タゴシッド(テイコプラニン)の作用機序:抗生物質
細菌感染症は死に直結する疾患です。特に高齢者であるほど、感染症が問題となりやすいです。これは、肺炎が日本人の死因の上位であることからも伺えます。
そこで、感染症を治療するために使用される薬としてテイコプラニン(商品名:タゴシッド)があります。テイコプラニンはグリコペプチド系抗生物質と呼ばれる種類の薬になります。
テイコプラニン(商品名:タゴシッド)の作用機序
感染症は細菌などの病原微生物によって起こります。そこで、感染症を治療するためには、これら病気を引き起こしている原因微生物を体の中から排除すれば良いことがわかります。そのために最も重要な役割を果たすのは免疫です。免疫があるからこそ、私たちは感染症を防ぐことができます。
ただ、高齢者など抵抗力が弱っている人の場合、感染症を発症しやすくなっています。また、このような方は感染症からも立ち直りにくいです。そこで、抗生物質を使用します。
抗生物質の特徴は、「ヒトに作用しないが、細菌に対して毒性を示す」ことです。これを、選択毒性といいます。選択毒性を発揮するためには、ヒトと細菌の違いを見極めなければいけません。
ヒトの細胞には、細胞膜が存在します。細胞膜は、細胞の外を覆っている膜です。細胞膜が存在するからこそ、外と内を分けることができます。さらに、細菌では細胞膜の周りを細胞壁で取り囲んでいます。細胞壁によって頑丈な壁を築くことで、自らを守っているのです。
細菌にとって、細胞膜がなければ生きていくことができません。そこで、細胞壁の合成を阻害すれば、細菌だけを殺すことができます。ヒトの細胞には細胞壁がないからです。
このような考えにより、細菌だけに特徴的な機構を阻害することにより、感染症を治療する薬がテイコプラニン(商品名:タゴシッド)です。

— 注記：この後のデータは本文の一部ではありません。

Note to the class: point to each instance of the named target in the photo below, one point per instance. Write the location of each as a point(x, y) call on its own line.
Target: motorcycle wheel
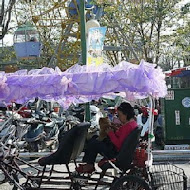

より専門的な話をすると、「テイコプラニンは細胞壁を構成するペプチドグリカン前駆体のD-アラニル-D-アラニン部位に結合し、細胞壁合成を阻害する」となります。
テイコプラニン(商品名:タゴシッド)の特徴
抗菌薬には、細菌を殺すことで「殺菌的」に作用する薬と、細菌の増殖を抑えて「静菌的」に作用する薬の2種類があります。テイコプラニン(商品名:タゴシッド)は前者の殺菌的に作用する抗生物質です。
抗菌薬を使用するときに最も問題となりやすいのは、耐性菌です。耐性菌とは、抗菌薬に対して耐性をもつ微生物のことを指します。つまり、抗菌薬を投与しても感染症が改善しません。
有名な耐性菌としてMRSA(メチシリン耐性黄色ブドウ球菌)があります。MRSAは多くの抗菌薬に対して耐性をもっているため、治療が困難になりやすいです。ただ、テイコプラニン(商品名:タゴシッド)はMRSAに対しても効果を有する薬であり、耐性菌でも使用できます。
しかしながら、テイコプラニン(商品名:タゴシッド)に対する耐性菌は既に出現しています。耐性菌の蔓延を防ぐためにも、これらの薬は切り札として取っておく必要があります。
テイコプラニンはヒトの心臓組織や皮下組織、骨組織、肺組織、喀痰への移行性が良好であり、これらの臓器への感染症を治療できます。敗血症、深在性皮膚感染症、慢性膿皮症、外傷・熱傷・手術創などによる二次感染、肺炎、膿胸、慢性呼吸へ使用されます。
ただ、テイコプラニン(商品名:タゴシッド)の使用に当たっては、いくつかの注意点があります。例えば、薬を投与するとき、30分以上かけてゆっくりと薬を点滴しなければいけません。急速に薬を入れると、レッドマン症候群(顔や頸などに紅斑やかゆみを生じる症状)が起こる恐れがあるからです。
また、有名な副作用として腎毒性や聴力障害が知られています。これらの副作用を避けるため、次に薬を投与する前に「薬の濃度を十分に下げる」ことが必要です。そのため、薬の濃度をモニタリングしながら使用されます。
このような特徴により、MRSAなどの耐性菌に対しても効果を示すものの、使用に当たっては注意が必要となる薬がテイコプラニン(商品名:タゴシッド)です。